Give You the World – (re-posted with relevance)

The post I wrote earlier titled Yearning for Change was out of anger and anguish over what happened this past weekend in Connecticut.  It was also out of frustration as a professional in the field of social work who knows that those most often affected by cuts in budget are children and families.  After writing it, I was gently reminded that true change really does start at home.  Fathers and Mothers need to love their children.  Grandparents should, if possible, wrap their love around their families and provide support.  Parents should be building their children up, instead of tearing them down.  Parents just need to be parents.

I decided to re-post a piece I wrote for my children back in June.  Children are always on my mind – not just my children, but children of the world.  No child should ever go to bed wondering if he or she matters to this world.  Earlier in the week, I prayed to the Lord and cried out, “What are we doing to Your children, Father?!?”  I realized, though, that He who holds the stars, also holds our children.

This piece I wrote about in the post linked below is not just for my children, but for yours as well.  After this week, my desire penned months ago seems to have even more relevance.  If you wish, click on the link and read it.  Blessings to you and yours!

GIVE YOU THE WORLD

Yearning for Change

I have to admit that I was anxious about taking my son to school today.  I just wanted to grab him and run back out of the building, or stay with him all day.  I prolonged our usual walk to the cafeteria where he goes before school starts.  I hugged him once, went back for a second and third hug, and then turned around and hugged him for the fourth time while whispering in his ear that I love him.
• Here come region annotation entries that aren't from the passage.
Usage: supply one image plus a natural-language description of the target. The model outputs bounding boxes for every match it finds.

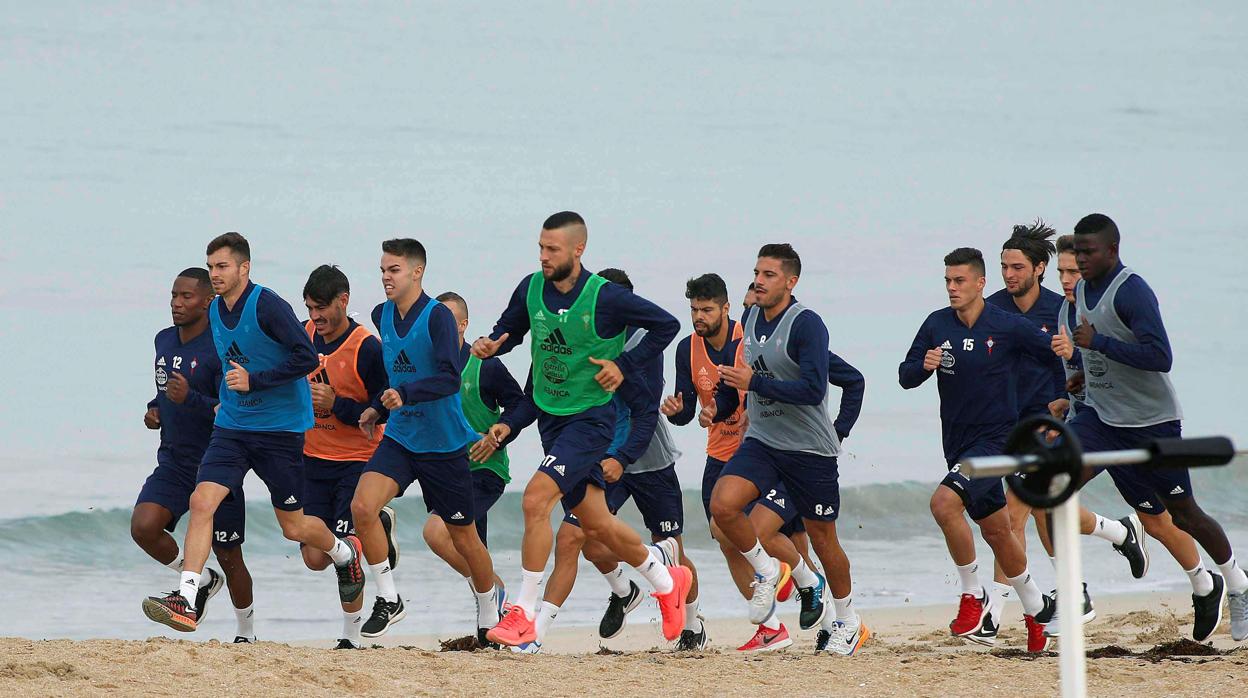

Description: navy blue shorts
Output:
[364,436,477,526]
[607,465,685,538]
[940,431,1007,521]
[721,437,841,521]
[703,456,806,526]
[1070,407,1192,514]
[431,468,507,548]
[303,456,364,538]
[198,427,303,512]
[135,448,247,548]
[538,403,615,511]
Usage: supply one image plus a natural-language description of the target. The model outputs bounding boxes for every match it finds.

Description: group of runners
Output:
[131,211,1248,656]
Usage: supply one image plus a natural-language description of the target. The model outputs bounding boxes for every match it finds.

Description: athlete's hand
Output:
[165,371,191,405]
[659,392,685,417]
[719,363,754,390]
[1066,371,1083,395]
[359,407,382,441]
[470,332,510,358]
[1048,397,1071,420]
[599,456,624,482]
[1048,325,1075,361]
[698,402,719,428]
[1075,317,1096,348]
[468,425,512,463]
[382,388,403,411]
[589,356,624,392]
[226,361,251,392]
[310,381,338,412]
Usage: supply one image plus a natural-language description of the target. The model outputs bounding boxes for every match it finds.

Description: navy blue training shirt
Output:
[147,327,221,467]
[897,303,1053,458]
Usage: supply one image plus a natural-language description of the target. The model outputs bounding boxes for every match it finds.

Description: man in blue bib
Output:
[144,232,364,632]
[351,237,502,641]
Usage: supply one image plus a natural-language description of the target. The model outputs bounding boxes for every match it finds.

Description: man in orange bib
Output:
[302,265,398,649]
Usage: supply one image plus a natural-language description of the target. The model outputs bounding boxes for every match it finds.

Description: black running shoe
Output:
[815,628,832,654]
[1113,514,1148,579]
[676,623,706,652]
[1192,572,1227,642]
[598,579,641,639]
[334,536,364,603]
[377,507,398,569]
[359,597,407,637]
[797,572,827,631]
[195,567,226,623]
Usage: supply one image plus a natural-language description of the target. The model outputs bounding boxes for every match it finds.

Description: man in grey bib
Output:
[1053,214,1248,642]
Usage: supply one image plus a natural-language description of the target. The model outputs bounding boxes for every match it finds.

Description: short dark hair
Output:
[177,267,212,292]
[1057,233,1075,255]
[542,211,585,230]
[303,265,351,306]
[596,265,633,291]
[205,232,251,262]
[1001,219,1057,281]
[382,237,428,266]
[437,291,468,315]
[945,247,987,276]
[685,273,728,303]
[1075,214,1122,243]
[759,242,801,276]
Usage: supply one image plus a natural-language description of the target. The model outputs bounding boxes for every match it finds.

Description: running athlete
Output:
[424,291,524,603]
[300,265,398,649]
[699,243,871,656]
[1052,214,1248,642]
[986,220,1146,637]
[130,267,256,642]
[538,268,706,651]
[144,232,364,632]
[351,237,499,639]
[899,247,1053,652]
[473,211,693,646]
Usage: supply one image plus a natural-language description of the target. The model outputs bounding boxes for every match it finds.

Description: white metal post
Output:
[1053,492,1088,698]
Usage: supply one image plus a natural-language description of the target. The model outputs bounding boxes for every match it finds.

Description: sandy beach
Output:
[0,594,1248,696]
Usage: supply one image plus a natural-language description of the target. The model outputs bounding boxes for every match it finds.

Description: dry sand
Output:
[0,594,1248,697]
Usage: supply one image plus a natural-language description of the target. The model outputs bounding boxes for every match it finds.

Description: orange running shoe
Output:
[485,606,538,647]
[650,564,694,642]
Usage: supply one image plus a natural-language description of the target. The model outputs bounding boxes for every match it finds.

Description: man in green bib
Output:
[472,211,693,647]
[424,291,524,598]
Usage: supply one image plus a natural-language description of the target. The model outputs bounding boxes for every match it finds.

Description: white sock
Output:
[741,541,780,579]
[368,559,398,603]
[342,611,364,647]
[1218,553,1248,594]
[326,538,354,567]
[515,568,542,619]
[792,557,819,589]
[832,596,859,628]
[177,569,201,606]
[988,582,1015,614]
[1010,568,1045,616]
[1091,514,1127,546]
[684,598,703,633]
[1183,561,1213,596]
[469,584,498,628]
[636,548,676,594]
[763,611,780,631]
[235,603,253,639]
[537,601,559,642]
[603,564,631,598]
[956,559,983,596]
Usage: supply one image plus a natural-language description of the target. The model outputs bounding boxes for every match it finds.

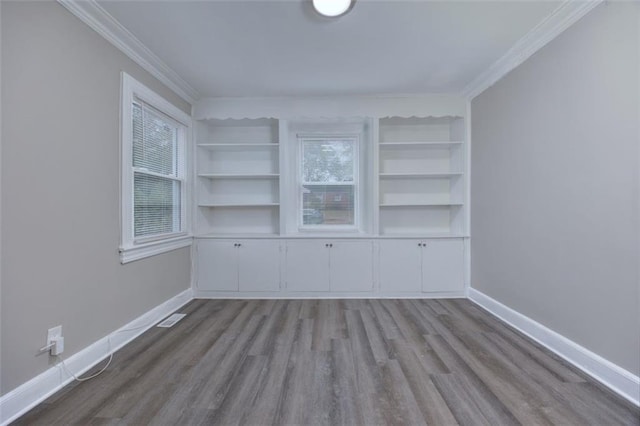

For the first time today, I gave second glances to people I have not seen before in the school.  I noticed how many doors there were, and wondered if they were locked.  I imagined where my little boy would hide if he needed to.  I wanted to ask about school security, evacuation plans, etc, but, I could tell the principal and teachers were all probably preoccupied with the same emotional anxiety that I was feeling.

I’m not the only one who felt this way today.  Most of the mom’s I spoke to were ready for the hour to come when school was let out.  I was anxious to pick him up, embrace him, and get him in my car.  I kept up a quick pace from my car to the door, and just couldn’t wait to lay my eyes on him.  After seeing him sitting there in line waiting for me to get him, my pace quickened, I called his name, and wrapped my arms around his shoulders while walking him out.  He sort of gave me that “uh..mom…?” look, but I didn’t care.  I wanted him out of the building, and back in the warm secure place that we call home.

I’m struggling a bit to not write about the shooting tragedy, or to keep it out of my mind.  This shooting is no less tragic or no more tragic than any other violent act in our country, but this one…this one cuts right into the heart of us all.  Perhaps, it is the age of the sweet babies killed, the way it happened, the lack of security in our school systems, or the lack of professional, affordable mental health services.  Or, perhaps, and I say this with caution, it is the plethora of available weaponry on our streets.  Maybe, it is all of these things combined.

As a professional in the field of social work, I have worked with mentally ill adults and children.  I have worked with at-risk youth, adolescent sexual perpetrators, and drug addicts.  I have tracked down homeless people, or those with-whom society doesn’t care about.  I have been cursed at and threatened by angry clients.  I even had a somewhat mentally unstable man, high on pain killers, pull a handgun from behind his back and show it to me while I was doing a routine well-being check on him.

When I was a new case worker, I was told that I should step aside when I knocked on the door of a potentially angry client so that if the person shot at me, he or she would miss.  I was also told to always know where my exits are, and to never turn my back on someone.  Just last week I read an article about a young social worker who was chased down after a home visit, and brutally stabbed to death by a mentally unstable client.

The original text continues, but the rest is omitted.